The reason most companies – especially midsize ones – do a BYOD transition is not to increase productivity but to palm off telecom costs onto employees. Their goal is to reduce absolute cost; productivity and employee satisfaction are mere side effects. That of course is the problem: Their goals are naive, so what should be viewed as a positive outcome isn’t. The problem is not that BYOD itself is negative, it’s that many companies do it for the wrong reason and don’t get what they wanted.

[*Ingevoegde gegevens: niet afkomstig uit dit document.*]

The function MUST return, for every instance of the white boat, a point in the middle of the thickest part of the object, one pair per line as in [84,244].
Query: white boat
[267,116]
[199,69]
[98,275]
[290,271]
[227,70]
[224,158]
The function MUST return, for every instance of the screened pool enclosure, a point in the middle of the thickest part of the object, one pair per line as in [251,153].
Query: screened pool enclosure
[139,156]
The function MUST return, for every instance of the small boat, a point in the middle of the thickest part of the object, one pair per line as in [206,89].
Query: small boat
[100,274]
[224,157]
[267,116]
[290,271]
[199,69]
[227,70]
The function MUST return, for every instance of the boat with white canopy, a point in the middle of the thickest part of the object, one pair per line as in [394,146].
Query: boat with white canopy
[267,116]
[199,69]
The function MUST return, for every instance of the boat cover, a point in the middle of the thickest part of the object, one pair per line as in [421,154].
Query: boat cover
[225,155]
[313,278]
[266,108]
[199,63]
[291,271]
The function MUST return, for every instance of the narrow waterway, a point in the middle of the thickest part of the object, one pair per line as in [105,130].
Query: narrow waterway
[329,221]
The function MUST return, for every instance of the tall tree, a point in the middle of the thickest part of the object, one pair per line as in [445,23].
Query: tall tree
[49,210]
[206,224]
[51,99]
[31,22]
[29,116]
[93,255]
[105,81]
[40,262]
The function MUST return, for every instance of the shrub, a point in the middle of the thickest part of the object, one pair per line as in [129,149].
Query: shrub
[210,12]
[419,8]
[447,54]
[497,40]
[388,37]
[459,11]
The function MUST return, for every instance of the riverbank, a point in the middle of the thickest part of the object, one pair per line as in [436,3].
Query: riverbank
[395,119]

Infoworld
I’ll skip the potential cost savings; relative to the extent of your enterprise, a move to mobile devices in replacement of PCs will indeed save a little cash, but this will quickly be eaten up by the IT departments need to make data available and secure. CFO World
“Employees feel increasingly empowered to make their own technology decisions and say that corporate IT is just not as flexible and convenient as the personal consumer devices and software applications they use in their personal lives,” commented Jeanne Harris, executive research fellow and senior executive at the Accenture Institute for High Performance. “Employees are surprisingly willing to pay in order to use the technologies they love at work, and as a result, they are going to use them – with or without their company’s approval.”, Accenture.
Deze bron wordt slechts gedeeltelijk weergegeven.